Here pyruvate is converted to lactate by lactate dehydrogenase. Here one NADH is converted to NAD. That means the NADH produced in reaction 6 is not used for ATP production. Hence here only 2 ATP are produced.

(2 NADH =0 ATP

Reaction 7=2 ATP

Reaction 10=2ATP

ATP Used = 2 ATP (in energy investment phase)

Net Production=4-2=2ATP)

FATE OF PYRUVATE: The Pyruvate produced as the end product of glycolysis undergoes oxidative decarboxylation and thereby forms Acetyl Co-A which is used in Citric Acid Cycle to generate ATP.

INHIBITORS OF GLYCOLYSIS:

1. Iodoacetate and Arsenate inhibit the enzyme Glyceraldehyde 3-Phosphate Dehydrogenase of reaction 6.

2.Flouride inhibits Enolase of reaction 9.

GLYCOLYSIS RELATED DETAILS:

1.Lactic Acidosis: Accumulation of Lactic acid is seen in its excess production due to anaerobic glycolysis, example: In skeletal muscle during strenuous exercise. Lactic acidosis may also be due to its decreased elimination. In Lactic Acidosis ATP production is reduced. Here the reason is lack of Oxygen supply. It may cause pain in muscles during severe exercise. Normal plasma lactic acid concentration- 4-15 mg/dl.

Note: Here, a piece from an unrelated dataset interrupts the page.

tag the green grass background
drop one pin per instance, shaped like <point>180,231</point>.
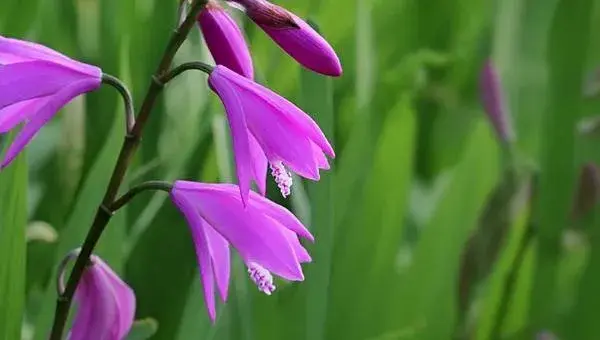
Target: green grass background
<point>420,223</point>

2.Oxygen Debt: It is the extra amount of Oxygen required to recover from anaerobic glycolysis.

3.Cancer and Glycolysis: During cancer there is excessive proliferation of cells. The excess number of cells show an increased uptake of glucose and thereby glycolysis. As the tumor grows in size there is increased demand of Oxygen by the tumor, which the blood vessels are unable to supply. So, Hypoxic conditions get established in the tumor. So, anaerobic glycolysis increases.

Later the tumor cells get accustomed to hypoxia by involvement of transcription factor named Hypoxia Inducible Transcription Factor(HIF). HIF increases the synthesis of glycolytic enzymes and glucose transporters.

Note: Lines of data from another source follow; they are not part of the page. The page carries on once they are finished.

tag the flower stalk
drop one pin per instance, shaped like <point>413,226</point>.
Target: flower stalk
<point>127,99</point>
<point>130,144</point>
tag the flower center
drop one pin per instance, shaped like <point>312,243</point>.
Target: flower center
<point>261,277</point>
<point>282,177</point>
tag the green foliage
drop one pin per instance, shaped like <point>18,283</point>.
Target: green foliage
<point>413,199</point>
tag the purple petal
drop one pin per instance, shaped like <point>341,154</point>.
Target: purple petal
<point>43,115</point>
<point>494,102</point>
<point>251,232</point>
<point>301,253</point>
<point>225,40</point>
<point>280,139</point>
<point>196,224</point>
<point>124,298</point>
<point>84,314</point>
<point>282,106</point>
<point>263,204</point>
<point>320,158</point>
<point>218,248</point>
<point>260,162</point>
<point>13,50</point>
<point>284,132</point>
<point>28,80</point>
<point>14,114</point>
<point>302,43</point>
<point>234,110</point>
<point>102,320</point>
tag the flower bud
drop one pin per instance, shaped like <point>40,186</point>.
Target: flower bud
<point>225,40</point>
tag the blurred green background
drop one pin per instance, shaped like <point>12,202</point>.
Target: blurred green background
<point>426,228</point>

However the tumors cannot survive for long under these hypoxic conditions. So, a method of treatment of cancer is to reduce the vascularisation to the tumor so that hypoxia prevails and the cancers can be eliminated.

4.Pasteur Effect: The inhibition of Glycolysis by Oxygen (aerobic condition) is known as Pasteur effect. It is due to inhibition of the enzyme Phosphofructokinase of reaction 3 by the effect of ATP produced in the presence of Oxygen via Glycolysis.

5.Crabtree Effect: The phenomenon of inhibition of Oxygen uptake by the addition of glucose to the tissues having high aerobic glycolysis. It is because when glucose is added to a tissue having high aerobic. Glycolysis more glycolysis occurs leading to production of more ATP. So, the need of Oxygen for producing ATP via Citric Acid Cycle is reduced and hence, Oxygen consumption is decreased.